Glasby Lawson T, Gubsch Kristian, Bence Rosalee, Oktavian Rama, Isoko Kesler, Moosavi Seyed Mohamad, Cordiner Joan L, Cole Jason C, Moghadam Peyman Z
Department of Chemical and Biological Engineering, The University of Sheffield, Sheffield S1 3JD, U.K.
Chemical Engineering & Applied Chemistry, University of Toronto, Toronto, Ontario M5S 3E5, Canada.
Chem Mater. 2023 May 18;35(11):4510-4524. doi: 10.1021/acs.chemmater.3c00788. eCollection 2023 Jun 13.

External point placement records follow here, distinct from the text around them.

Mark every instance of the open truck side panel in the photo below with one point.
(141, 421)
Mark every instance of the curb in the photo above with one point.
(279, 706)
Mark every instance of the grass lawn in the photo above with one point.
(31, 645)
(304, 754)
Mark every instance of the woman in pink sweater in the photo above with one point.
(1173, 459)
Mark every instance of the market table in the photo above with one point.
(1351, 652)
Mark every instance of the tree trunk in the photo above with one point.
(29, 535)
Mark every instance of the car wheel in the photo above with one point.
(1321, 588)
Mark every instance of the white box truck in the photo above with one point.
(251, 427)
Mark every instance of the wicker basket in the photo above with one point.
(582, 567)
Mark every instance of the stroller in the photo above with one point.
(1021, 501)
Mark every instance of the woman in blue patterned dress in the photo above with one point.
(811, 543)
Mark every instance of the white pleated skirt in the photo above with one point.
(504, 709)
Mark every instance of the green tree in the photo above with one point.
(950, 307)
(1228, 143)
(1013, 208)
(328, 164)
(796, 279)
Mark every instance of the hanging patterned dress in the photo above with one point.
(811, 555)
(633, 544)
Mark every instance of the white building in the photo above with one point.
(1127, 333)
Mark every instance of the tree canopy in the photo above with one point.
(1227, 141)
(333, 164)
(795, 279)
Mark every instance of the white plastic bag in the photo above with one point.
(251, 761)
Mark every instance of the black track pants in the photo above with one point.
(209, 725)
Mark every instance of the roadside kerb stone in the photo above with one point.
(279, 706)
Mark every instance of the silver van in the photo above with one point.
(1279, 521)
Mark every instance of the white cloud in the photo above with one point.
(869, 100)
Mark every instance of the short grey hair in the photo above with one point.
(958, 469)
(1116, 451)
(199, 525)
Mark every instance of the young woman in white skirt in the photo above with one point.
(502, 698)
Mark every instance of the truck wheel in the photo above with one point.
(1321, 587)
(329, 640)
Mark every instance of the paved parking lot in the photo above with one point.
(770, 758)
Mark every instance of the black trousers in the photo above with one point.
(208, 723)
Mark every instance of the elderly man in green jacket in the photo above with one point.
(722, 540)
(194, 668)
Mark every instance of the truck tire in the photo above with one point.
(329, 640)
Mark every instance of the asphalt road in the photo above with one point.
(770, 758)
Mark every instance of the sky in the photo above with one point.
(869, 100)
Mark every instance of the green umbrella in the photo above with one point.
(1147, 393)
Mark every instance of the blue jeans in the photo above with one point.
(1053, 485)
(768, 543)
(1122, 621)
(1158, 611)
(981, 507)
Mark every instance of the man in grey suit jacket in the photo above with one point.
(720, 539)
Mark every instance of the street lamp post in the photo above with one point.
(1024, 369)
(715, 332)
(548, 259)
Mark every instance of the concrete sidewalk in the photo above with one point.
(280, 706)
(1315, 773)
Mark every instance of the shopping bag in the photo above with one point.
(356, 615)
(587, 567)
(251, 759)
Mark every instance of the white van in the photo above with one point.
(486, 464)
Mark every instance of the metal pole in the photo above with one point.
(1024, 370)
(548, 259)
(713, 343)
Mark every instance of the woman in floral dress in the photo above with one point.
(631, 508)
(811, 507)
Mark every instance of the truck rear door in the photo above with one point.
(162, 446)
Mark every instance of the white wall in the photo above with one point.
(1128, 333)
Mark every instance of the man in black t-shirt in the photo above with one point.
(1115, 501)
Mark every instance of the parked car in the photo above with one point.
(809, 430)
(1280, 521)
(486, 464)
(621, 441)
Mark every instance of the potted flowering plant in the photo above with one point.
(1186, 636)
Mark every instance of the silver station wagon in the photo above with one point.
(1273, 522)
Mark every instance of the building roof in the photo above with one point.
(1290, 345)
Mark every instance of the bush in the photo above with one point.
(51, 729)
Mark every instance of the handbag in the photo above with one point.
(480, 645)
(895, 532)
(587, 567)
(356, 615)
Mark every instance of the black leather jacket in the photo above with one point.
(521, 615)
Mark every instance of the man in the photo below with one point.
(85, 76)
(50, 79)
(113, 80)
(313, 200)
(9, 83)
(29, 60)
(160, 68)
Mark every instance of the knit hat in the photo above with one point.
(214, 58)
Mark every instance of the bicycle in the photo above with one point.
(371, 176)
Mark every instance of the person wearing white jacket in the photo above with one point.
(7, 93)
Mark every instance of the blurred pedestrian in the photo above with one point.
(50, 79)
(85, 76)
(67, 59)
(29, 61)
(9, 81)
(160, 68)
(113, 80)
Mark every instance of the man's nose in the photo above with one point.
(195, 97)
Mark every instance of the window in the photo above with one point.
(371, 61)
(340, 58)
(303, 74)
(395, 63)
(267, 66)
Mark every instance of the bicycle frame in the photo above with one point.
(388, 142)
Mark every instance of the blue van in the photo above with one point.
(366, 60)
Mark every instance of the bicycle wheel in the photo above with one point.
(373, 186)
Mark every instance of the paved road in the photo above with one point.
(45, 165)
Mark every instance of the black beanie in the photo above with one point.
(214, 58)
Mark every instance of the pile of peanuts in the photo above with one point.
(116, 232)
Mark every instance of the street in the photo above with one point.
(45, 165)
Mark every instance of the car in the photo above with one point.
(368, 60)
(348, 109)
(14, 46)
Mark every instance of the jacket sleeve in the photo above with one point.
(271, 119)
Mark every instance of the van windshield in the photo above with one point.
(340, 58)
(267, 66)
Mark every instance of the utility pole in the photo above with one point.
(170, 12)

The vastness of materials space, particularly that which is concerned with metal-organic frameworks (MOFs), creates the critical problem of performing efficient identification of promising materials for specific applications. Although high-throughput computational approaches, including the use of machine learning, have been useful in rapid screening and rational design of MOFs, they tend to neglect descriptors related to their synthesis. One way to improve the efficiency of MOF discovery is to data-mine published MOF papers to extract the materials informatics knowledge contained within journal articles. Here, by adapting the chemistry-aware natural language processing tool, ChemDataExtractor (CDE), we generated an open-source database of MOFs focused on their synthetic properties: the DigiMOF database. Using the CDE web scraping package alongside the Cambridge Structural Database (CSD) MOF subset, we automatically downloaded 43,281 unique MOF journal articles, extracted 15,501 unique MOF materials, and text-mined over 52,680 associated properties including the synthesis method, solvent, organic linker, metal precursor, and topology. Additionally, we developed an alternative data extraction technique to obtain and transform the chemical names assigned to each CSD entry in order to determine linker types for each structure in the CSD MOF subset. This data enabled us to match MOFs to a list of known linkers provided by Tokyo Chemical Industry UK Ltd. (TCI) and analyze the cost of these important chemicals. This centralized, structured database reveals the MOF synthetic data embedded within thousands of MOF publications and contains further topology, metal type, accessible surface area, largest cavity diameter, pore limiting diameter, open metal sites, and density calculations for all 3D MOFs in the CSD MOF subset. The DigiMOF database and associated software are publicly available for other researchers to rapidly search for MOFs with specific properties, conduct further analysis of alternative MOF production pathways, and create additional parsers to search for additional desirable properties.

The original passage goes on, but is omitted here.